RM : À quel sentiment obéissiez-vous ?

PL :   Parce que cet homme m’était sympathique. Enfin, c’était un malheureux, n’est-ce pas, qui vivait pauvrement, qui avait travaillé et qui n’avait jamais été payé. Vraiment ! Tandis que les couturiers de la rue de la Paix, les chapeliers de luxe ne me faisaient pas pitié. Ces gens qui faisaient des affaires et qui avaient eu souvent de gros bénéfices pouvaient participer à des pertes.

RM : Alors, vous avez voulu que ce pauvre homme ne soit pas perdant.

PL :   Après quinze ans, il ne s’attendait pas à ça !

RM : Dans ces affaires importantes, M. Lemarquis vous laissait donc une grosse responsabilité.

PL :   Oui. Il avait toute confiance en moi.

Lisons maintenant cette affaire telle qu’elle est relatée dans le Journal.

Nous nous souvenons que c’est le huit avril 1903 que Paul Léautaud a donné sa démission de son emploi de l’étude Lemarquis et pourtant ce n’est que près de deux ans plus tard, le premier février 1905 que le nom de Madame Dehaynin apparaît dans le Journal. Ces affaires de succession prennent un temps fou.

Mercredi premier février 1905

Voyage à Beauvais, chez un M. Hercelin, avec Mme Dehaynin et son petit jeune homme, qui s’appelle, si j’ai bien entendu, Paul Wertheimer. Voyage ayant pour but un emprunt, encore, sur les droits dotaux de Mme Dehaynin11.
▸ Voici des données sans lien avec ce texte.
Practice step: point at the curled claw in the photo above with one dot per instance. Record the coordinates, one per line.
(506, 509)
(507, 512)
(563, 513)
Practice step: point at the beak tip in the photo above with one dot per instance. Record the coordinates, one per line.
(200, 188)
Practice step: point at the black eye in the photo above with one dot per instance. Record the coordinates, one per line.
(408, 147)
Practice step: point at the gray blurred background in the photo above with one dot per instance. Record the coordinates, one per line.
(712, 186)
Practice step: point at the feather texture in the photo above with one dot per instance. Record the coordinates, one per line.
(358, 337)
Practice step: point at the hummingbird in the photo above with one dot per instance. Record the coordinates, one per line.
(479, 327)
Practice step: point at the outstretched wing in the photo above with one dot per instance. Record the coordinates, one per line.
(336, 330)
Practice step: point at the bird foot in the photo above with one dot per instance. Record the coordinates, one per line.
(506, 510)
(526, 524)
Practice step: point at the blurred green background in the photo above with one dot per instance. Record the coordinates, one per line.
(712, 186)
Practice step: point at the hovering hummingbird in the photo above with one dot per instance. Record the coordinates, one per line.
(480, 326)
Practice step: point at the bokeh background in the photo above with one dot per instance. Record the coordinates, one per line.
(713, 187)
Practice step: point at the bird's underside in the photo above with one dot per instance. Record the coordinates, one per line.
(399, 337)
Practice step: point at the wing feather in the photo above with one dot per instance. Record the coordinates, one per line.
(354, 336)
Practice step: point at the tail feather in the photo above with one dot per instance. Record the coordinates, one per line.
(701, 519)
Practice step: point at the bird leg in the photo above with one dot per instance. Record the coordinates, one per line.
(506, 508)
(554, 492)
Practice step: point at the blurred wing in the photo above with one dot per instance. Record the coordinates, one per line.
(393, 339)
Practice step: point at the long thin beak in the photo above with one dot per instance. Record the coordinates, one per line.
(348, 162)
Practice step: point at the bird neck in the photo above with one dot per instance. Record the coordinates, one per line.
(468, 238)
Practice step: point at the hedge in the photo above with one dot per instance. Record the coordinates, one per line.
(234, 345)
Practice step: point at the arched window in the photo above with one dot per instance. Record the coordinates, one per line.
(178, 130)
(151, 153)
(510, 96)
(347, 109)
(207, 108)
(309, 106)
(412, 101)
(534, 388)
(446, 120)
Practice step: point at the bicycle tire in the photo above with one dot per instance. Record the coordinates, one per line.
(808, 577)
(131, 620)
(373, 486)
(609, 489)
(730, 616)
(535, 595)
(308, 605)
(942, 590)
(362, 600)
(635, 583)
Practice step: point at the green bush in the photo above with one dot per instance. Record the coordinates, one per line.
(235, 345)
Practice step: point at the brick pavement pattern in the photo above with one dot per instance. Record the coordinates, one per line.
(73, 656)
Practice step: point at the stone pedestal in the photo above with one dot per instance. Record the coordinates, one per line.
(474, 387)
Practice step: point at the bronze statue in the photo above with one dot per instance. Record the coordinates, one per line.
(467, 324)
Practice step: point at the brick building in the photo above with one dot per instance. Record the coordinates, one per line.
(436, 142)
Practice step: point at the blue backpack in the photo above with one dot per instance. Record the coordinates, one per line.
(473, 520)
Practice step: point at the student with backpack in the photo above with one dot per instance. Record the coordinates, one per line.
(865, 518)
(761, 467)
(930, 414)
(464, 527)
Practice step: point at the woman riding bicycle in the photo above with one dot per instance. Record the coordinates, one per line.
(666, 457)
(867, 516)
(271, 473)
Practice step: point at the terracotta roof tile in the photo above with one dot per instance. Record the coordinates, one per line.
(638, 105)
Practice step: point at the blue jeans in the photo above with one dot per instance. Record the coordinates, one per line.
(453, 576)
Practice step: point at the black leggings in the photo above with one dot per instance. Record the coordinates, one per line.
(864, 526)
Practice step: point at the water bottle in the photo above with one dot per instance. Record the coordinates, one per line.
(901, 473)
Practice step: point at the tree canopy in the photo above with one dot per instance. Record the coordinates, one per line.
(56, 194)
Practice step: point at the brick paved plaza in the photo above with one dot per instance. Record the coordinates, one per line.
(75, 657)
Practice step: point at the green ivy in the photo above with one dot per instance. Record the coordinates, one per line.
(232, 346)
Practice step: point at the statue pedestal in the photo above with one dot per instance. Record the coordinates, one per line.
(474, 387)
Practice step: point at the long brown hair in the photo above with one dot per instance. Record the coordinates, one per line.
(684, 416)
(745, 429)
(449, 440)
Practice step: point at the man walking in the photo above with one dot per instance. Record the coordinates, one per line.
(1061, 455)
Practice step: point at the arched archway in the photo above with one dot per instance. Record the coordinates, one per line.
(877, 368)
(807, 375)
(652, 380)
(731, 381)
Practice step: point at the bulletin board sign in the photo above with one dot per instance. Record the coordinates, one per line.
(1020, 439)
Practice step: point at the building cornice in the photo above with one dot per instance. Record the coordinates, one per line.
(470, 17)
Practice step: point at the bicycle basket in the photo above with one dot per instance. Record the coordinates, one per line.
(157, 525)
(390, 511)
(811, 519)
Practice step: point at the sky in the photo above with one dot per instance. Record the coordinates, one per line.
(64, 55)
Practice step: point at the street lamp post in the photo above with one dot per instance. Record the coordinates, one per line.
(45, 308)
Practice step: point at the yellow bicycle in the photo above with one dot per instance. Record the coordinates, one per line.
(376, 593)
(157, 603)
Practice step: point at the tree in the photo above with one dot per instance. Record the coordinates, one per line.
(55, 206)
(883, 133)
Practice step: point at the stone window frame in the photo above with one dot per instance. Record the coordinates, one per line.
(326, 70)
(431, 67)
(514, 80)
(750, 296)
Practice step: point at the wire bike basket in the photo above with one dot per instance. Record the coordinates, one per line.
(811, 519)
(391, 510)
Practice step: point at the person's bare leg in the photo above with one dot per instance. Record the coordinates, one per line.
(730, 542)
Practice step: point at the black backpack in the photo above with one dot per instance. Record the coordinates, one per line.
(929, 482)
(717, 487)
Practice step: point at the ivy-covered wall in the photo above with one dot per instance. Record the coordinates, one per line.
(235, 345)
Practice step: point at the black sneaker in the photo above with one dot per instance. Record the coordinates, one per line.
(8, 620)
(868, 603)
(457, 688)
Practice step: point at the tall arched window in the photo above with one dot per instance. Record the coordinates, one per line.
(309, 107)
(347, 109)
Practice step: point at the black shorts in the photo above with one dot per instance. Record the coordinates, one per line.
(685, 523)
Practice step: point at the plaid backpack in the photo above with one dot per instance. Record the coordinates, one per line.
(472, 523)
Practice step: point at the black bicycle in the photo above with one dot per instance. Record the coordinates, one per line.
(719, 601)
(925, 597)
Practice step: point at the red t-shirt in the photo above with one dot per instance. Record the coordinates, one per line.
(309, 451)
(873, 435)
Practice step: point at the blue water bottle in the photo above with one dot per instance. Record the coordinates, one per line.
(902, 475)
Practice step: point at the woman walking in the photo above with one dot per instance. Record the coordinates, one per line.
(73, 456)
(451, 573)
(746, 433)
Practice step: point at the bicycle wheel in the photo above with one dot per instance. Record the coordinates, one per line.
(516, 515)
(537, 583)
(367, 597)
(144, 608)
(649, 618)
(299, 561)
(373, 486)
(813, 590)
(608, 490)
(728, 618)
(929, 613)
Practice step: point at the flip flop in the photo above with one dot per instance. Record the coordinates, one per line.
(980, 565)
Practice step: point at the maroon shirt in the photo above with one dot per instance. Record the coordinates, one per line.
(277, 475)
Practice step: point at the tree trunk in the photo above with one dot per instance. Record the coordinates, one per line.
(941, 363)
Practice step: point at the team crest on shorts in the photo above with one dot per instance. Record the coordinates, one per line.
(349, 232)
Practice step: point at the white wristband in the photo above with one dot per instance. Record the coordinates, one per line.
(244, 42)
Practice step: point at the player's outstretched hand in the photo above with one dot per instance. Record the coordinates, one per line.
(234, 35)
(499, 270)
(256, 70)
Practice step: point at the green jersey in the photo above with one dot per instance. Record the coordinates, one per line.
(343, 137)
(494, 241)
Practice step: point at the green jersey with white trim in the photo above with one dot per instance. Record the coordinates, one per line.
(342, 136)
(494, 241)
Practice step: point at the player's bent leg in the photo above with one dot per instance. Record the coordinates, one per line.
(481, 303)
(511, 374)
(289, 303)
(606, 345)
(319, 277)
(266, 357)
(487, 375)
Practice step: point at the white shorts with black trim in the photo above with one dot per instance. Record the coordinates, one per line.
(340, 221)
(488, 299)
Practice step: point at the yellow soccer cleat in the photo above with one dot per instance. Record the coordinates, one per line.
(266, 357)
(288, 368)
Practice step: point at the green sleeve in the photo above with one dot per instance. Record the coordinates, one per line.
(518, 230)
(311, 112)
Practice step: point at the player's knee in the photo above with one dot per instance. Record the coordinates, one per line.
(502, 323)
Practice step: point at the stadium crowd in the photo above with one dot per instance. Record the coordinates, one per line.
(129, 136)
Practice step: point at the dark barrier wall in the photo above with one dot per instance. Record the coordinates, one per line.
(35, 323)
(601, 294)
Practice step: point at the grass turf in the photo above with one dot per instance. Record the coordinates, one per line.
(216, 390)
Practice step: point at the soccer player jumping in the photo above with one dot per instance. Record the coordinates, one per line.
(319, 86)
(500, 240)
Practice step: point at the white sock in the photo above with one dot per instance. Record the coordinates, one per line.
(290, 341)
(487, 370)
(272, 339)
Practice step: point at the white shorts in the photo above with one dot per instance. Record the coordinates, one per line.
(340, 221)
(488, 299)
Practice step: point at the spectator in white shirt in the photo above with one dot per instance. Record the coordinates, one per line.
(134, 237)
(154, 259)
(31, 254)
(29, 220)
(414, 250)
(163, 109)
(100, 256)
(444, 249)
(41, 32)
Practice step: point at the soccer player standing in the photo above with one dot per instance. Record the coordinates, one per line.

Avant le train, je les ai accompagnés au buffet de la gare du Nord et après leur repas, Mme Dehaynin désirant finir sur du chocolat, je lui ai offert un des deux inséparables Grondart12 dont j’avais fait provision. Cela m’a amené à être renseigné sur le petit jeune homme. Dans le wagon elle continuait à pignocher son chocolat : « T’en veux, coco ? » lui a-t-elle dit. Coco en a accepté un petit bout.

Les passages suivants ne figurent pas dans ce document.